The collision of global markets and social mood

Friday, August 2, 2013

T-Dreams

Seems like all I did last night was dream about Treasury rates. This morning I found several items that made me think it wasn't a coincidence.

First up from Zero Hedge:

The Most Important Number In The Entire US Economy

Bottom line: over $400 trillion in interest rate derivatives are tied to the 10-year yield, which is currently rising a bit too rapidly.

Goldman Sachs, my favorite institution that should have gone under in 2008 were it not for the bailout of AIG, has a total derivatives exposure 362 times greater than their total assets.

If yields on the 10-year continue their break out, Lloyd and Jamie will show you just what a house of cards our fractionated system of banking truly is.

Think I'm overstating things? For that I've got Peter Brandt to back me up, a trader whom I respect, who just so happened to pen this post the other day -- oh yeah, it's about Treasury rates:

The charts predict a multi-year bear market in the price of Treasury Bonds and Notes

Bottom line: a 31-year bull market in T-bond prices may be ending and rates could rise significantly. Peter's post is a must read. One thing that jumped out at me that he did not comment on is the marked decline in open interest as bonds and notes made their most recent highs. It is especially glaring on the 30-year bond chart. That's the market saying: "That's all folks."

It's not all. It's likely the beginning of deleveraging which is the unwinding of 30 years of growth juiced by credit expansion, whereby the growth was basically a mirage.

So of course I loved seeing this article today:

The return of ‘Dow 36,000’

Bottom line: it's back. Right at the perfect time.

Amazingly, the article quotes John Hussman, who is thinking along the same lines as I am.

“[T]he deepest market losses in history have always emerged from an identical set of conditions (also evident at the pre-crash peaks of 1929, 1972, and 1987),” he writes, “namely, an extreme syndrome of overvalued, overbought, overbullish conditions, generally in the context of rising long-term interest rates.” And that, he adds, is what we have now.
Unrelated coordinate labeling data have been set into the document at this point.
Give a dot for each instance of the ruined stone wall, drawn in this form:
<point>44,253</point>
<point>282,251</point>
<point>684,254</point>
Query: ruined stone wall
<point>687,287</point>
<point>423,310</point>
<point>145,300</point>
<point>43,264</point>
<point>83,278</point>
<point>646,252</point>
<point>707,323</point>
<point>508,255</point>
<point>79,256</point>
If the market is where I think it is from the June 24th low, then after a minor dip, I want to see it absolutely rip into the August option expiration. It will likely be a scary trade and will require a lot of courage to step in front if it (especially publicly), but that's why trading is not easy.


2 comments:

  1. Marz,

    I am trying to understand what do you mean by rip in august expiration. So you are expecting it to go higher may be 1730/50 during august expiration and then sep/oct fall down may be 10/15 percent.

    bill

    ReplyDelete
  2. Yes, "rip" as in expecting the market to rally into the August options expiration, and then sell off from there. Still just a possible scenario, though the current parallels to 1987 are very intriguing.